Photo taken on March 16, 2014, shows yuan (central) and other currencies in the picture. [Photo/IC] |
BEIJING -- Chinese yuan extended its decline on Wednesday but is unlikely to depreciate significantly as the central bank and stable fundamentals will not allow the currency to go into freefall.
The spot rate fell about three percent to its lowest level since October 2012 when the central bank reformed the exchange rate formation system on Tuesday. The central parity rate fell 1.6 percent, to 6.3306 against the US dollar on Wednesday.
In a latest statement released on Wednesday, the central bank said there was no reason for the yuan to depreciate further.
A relatively robust economy, current account surplus and the internationalization of the yuan will bring stability, the People's Bank of China (PBOC) said. The economy maintained 7 percent growth in H1, creating sound conditions for the yuan to hold steady.
The surplus in goods trade was $305 billion in the first seven months, a fundamental prop for the exchange rate.
An internationalized yuan and open financial sector have boosted the demand for the currency, which also helps stabilization, the PBOC said.
The PBOC also cited abundant foreign exchange reserves, stable fiscal conditions and healthy financial system. The bank plans to improve exchange rate formation with normal fluctuations and keep the rate basically stable.
Ma Jun, chief economist at the PBOC's research bureau, attributed the lower rate to a long-standing gap between the central parity rate and the previous day's closing rate on the inter-bank market.
He also said the shift is a one-off technical correction and should not be interpreted as an indicator of future depreciation.
UBS chief China economist Wang Tao, another depreciation denier, expects the government to remain cautious. "The upcoming special drawing rights (SDR) review is one consideration, and avoiding destabilizing depreciation expectations and capital outflow, a more important one," Wang said.
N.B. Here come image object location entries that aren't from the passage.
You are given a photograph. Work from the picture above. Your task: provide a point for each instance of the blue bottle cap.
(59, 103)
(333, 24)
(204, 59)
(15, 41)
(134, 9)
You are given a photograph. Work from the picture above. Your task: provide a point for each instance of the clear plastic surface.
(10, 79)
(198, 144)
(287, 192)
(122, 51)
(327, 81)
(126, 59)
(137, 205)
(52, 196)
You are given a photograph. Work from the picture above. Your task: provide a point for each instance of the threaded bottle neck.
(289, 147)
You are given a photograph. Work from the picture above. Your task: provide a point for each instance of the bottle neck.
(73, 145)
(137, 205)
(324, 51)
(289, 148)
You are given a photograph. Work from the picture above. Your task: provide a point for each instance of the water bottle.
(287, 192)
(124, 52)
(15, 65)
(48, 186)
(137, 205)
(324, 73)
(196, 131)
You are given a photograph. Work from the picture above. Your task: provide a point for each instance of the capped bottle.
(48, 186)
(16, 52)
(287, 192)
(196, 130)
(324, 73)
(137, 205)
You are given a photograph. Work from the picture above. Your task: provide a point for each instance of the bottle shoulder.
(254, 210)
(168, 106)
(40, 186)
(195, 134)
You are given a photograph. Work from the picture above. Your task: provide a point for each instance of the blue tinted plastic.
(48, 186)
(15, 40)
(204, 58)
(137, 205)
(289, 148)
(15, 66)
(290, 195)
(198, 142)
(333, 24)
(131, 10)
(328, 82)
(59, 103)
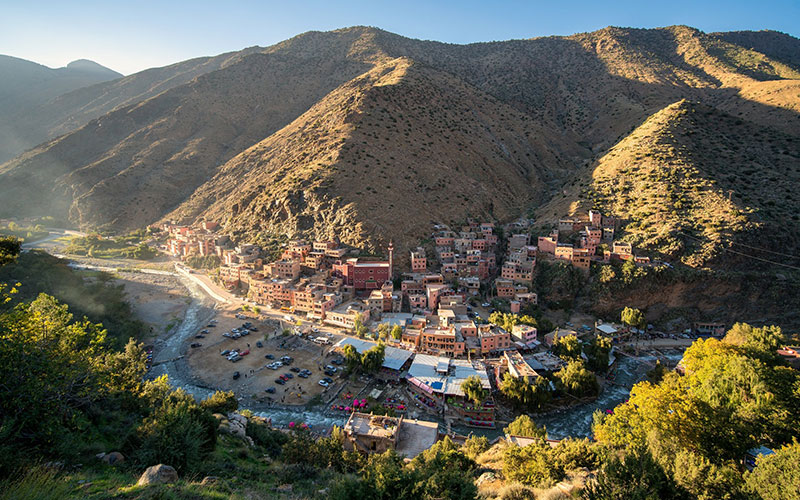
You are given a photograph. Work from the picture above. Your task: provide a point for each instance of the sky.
(129, 36)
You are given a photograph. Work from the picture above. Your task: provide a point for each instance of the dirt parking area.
(214, 370)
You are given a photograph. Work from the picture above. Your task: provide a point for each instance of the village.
(459, 316)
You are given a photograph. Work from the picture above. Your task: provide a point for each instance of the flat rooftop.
(365, 424)
(416, 436)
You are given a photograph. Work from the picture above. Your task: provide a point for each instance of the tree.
(567, 347)
(179, 432)
(598, 351)
(474, 446)
(397, 332)
(531, 464)
(372, 359)
(221, 402)
(352, 358)
(763, 341)
(9, 249)
(776, 477)
(524, 395)
(635, 476)
(577, 380)
(474, 390)
(633, 318)
(526, 427)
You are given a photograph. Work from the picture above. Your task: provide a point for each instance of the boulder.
(113, 458)
(158, 474)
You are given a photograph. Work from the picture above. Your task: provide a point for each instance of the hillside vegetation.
(692, 182)
(351, 131)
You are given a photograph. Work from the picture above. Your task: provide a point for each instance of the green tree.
(397, 332)
(567, 347)
(526, 427)
(633, 318)
(352, 358)
(372, 359)
(524, 395)
(598, 351)
(577, 380)
(764, 340)
(179, 432)
(9, 249)
(776, 477)
(474, 390)
(221, 402)
(532, 464)
(474, 446)
(635, 476)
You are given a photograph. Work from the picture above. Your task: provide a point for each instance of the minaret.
(391, 252)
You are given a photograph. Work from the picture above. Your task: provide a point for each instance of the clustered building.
(577, 241)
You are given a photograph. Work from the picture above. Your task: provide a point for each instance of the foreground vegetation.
(70, 393)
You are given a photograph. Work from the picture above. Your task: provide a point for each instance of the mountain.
(350, 132)
(25, 85)
(694, 183)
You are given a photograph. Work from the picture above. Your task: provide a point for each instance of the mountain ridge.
(578, 95)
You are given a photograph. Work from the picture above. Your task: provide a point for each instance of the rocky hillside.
(353, 131)
(25, 85)
(697, 184)
(368, 157)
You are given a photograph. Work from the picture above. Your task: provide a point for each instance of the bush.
(266, 437)
(474, 446)
(221, 402)
(516, 491)
(179, 433)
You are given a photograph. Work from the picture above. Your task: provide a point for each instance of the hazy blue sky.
(132, 35)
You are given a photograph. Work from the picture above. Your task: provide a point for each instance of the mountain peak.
(88, 65)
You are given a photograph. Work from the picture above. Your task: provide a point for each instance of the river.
(168, 360)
Deutsche Bank, with a baseline forecast that USD/CNY will be around 6.3 by the end of 2015, says since the government may want to prevent the market from building an expectation that the yuan will become a one-way trade again, there may be some volatility in the fixing and in the CNY spot market.
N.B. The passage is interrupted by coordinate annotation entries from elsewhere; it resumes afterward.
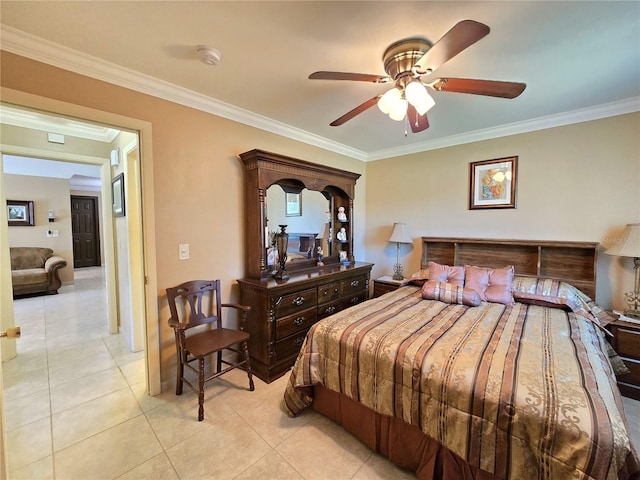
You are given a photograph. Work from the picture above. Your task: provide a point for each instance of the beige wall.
(579, 182)
(46, 193)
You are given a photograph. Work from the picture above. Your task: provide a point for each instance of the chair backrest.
(196, 302)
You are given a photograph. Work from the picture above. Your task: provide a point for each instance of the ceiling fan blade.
(418, 122)
(490, 88)
(462, 35)
(356, 111)
(357, 77)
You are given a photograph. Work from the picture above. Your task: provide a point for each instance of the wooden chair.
(196, 305)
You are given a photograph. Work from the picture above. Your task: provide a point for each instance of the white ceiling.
(580, 61)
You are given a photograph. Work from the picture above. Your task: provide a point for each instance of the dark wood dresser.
(626, 342)
(283, 311)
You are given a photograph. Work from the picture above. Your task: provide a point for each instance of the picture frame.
(20, 213)
(493, 183)
(117, 192)
(293, 203)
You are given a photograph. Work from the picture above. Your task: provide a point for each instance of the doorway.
(85, 231)
(141, 236)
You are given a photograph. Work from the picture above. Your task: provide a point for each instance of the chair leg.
(179, 375)
(245, 347)
(200, 389)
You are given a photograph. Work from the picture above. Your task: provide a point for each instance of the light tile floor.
(76, 409)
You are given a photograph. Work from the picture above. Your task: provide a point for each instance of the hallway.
(76, 409)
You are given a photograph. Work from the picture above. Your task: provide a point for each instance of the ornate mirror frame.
(263, 169)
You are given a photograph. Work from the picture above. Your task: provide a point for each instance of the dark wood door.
(84, 225)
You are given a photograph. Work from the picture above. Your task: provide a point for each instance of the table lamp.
(399, 235)
(629, 246)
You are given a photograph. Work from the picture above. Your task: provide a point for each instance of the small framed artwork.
(294, 204)
(493, 183)
(117, 191)
(20, 213)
China International Capital Corporation (CICC) said there was no need to worry too much about the yuan's weakening.
The market might regain confidence in the yuan if the central bank guided the exchange rate to stabilize at current level after the pressure of depreciation diminished, CICC said.
As the depreciation will attract less money and lead to capital outflows, the central bank may inject liquidity with a cut in the reserve requirement ratio (RRR). Nomura China economist Zhao Yang expects one RRR cut and a benchmark interest rate cut this year.